Preventive Measures To Control Ontario’s Real Estate Bubble

What’s a Real Estate Bubble?

A financial bubble that happens in the global as well as local real estate market after a big boom in the property sector is termed as a housing bubble or residential market’s real estate bubble. The big boom in property is a quick increase in the selling price or market price of the housing until they reach an unsustainable height and then bursts out.

Similar is the situation faced by Ontario’s real estate market and it is on the edge or bursting.

– Most of the houses are priced above the than their actual value.

– International Buyers are hopping in and giving money more than the actual price to get the deal.

– Local investors are doing the same.

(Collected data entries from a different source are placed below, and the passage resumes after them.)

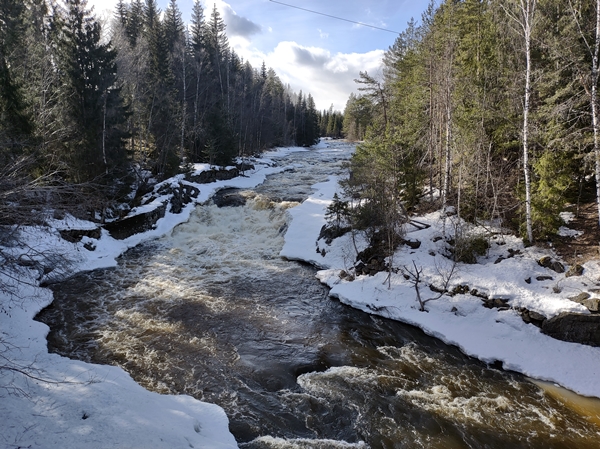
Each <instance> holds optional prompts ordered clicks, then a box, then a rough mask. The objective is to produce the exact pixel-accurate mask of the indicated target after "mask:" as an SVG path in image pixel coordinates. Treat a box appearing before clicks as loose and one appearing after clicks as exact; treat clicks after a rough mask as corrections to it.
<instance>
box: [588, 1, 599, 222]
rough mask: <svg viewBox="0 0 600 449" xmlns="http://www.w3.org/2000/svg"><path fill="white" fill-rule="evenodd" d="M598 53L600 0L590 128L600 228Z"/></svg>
mask: <svg viewBox="0 0 600 449" xmlns="http://www.w3.org/2000/svg"><path fill="white" fill-rule="evenodd" d="M599 53H600V0H596V41H595V43H594V54H593V55H592V89H591V102H590V103H591V107H592V127H593V129H594V156H595V158H596V202H597V204H598V226H600V143H599V142H598V139H600V136H599V135H598V56H599Z"/></svg>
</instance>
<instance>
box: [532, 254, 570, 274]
mask: <svg viewBox="0 0 600 449" xmlns="http://www.w3.org/2000/svg"><path fill="white" fill-rule="evenodd" d="M538 264H539V265H540V266H541V267H544V268H548V269H550V270H552V271H555V272H557V273H564V272H565V266H564V265H563V264H562V263H560V262H559V261H557V260H554V259H553V258H552V257H550V256H544V257H542V258H541V259H540V260H538Z"/></svg>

They are using their laundered money to pay out some extra cash under the table for the property.

– The property buyers buy the property not for residing there but for re-selling it, thus raising the property prices again.

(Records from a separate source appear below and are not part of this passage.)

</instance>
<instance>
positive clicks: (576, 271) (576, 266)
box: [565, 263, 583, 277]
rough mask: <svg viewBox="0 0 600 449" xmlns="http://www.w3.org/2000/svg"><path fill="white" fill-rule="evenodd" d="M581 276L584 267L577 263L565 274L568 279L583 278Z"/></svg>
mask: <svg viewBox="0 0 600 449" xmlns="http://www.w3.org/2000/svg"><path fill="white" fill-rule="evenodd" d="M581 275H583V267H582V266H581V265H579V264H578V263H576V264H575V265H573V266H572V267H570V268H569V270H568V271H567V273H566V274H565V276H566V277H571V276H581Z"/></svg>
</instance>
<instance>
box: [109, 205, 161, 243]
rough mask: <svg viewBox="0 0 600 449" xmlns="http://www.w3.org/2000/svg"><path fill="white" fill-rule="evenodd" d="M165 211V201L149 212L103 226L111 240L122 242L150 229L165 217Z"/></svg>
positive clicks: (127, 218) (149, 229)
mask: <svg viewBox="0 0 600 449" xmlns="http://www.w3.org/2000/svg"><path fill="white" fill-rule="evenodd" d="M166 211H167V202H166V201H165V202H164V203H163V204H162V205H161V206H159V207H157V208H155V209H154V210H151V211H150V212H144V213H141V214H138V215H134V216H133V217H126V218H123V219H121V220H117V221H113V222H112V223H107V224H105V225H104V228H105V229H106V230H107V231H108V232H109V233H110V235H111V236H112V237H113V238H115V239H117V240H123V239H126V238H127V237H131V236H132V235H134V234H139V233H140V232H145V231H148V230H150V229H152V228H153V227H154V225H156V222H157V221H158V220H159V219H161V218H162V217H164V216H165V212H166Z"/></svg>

Galaxy Gate (GG), suggested a way out of this. If the buyers are subjected to live in the property and not able to sell it for a year, then the investors or re-sellers would keep themselves away from such deals as for a year they won’t be able to sell it. Such a rule would control the price rise and situation will become normal soon.

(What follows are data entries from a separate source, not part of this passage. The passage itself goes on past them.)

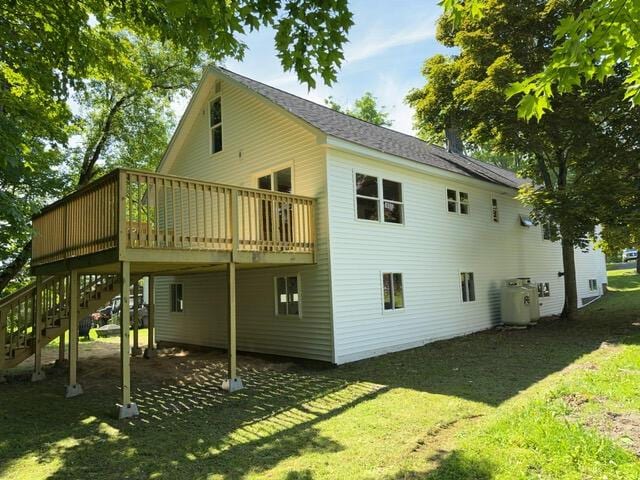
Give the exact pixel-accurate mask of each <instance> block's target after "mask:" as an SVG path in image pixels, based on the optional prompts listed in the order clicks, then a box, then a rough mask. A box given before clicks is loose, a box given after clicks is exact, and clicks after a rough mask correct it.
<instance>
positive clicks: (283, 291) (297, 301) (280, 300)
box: [275, 275, 300, 316]
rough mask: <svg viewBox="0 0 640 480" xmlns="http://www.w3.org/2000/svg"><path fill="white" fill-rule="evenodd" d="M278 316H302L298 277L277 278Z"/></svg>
mask: <svg viewBox="0 0 640 480" xmlns="http://www.w3.org/2000/svg"><path fill="white" fill-rule="evenodd" d="M275 283H276V315H295V316H299V315H300V292H299V285H298V276H297V275H292V276H287V277H276V279H275Z"/></svg>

A study was conducted by David Larock that suggests how things changed since 1980 to 2010.

During 1980 to 2010, there are about 156 times the 5-year residential mortgage price raised over the prior month, and 97 times house rates raised two months later. Clearly, the times increased mortgage rates that lead to higher house prices are more. The month-over-month increased prices were more than 5%. Read more about David Larock’s study.

Take instance of these two scenarios

(a) 5% interest rate over a house sold for $500,000

(b) 2.25% interest rate for the same house sold for $800,000

The lower interest rate in (b) entices more buyers, but Barry Kainth believes option (b) is the reason current reason for the today’s price rise in Ontario and it is dangerous for Ontario’s real estate future. You see the principal amount is higher in option (b) changing the whole dynamics of Ontario’s Real Estate Market. This can be brought to control if the interest rates put higher and principal amount lower to the actual value of the property.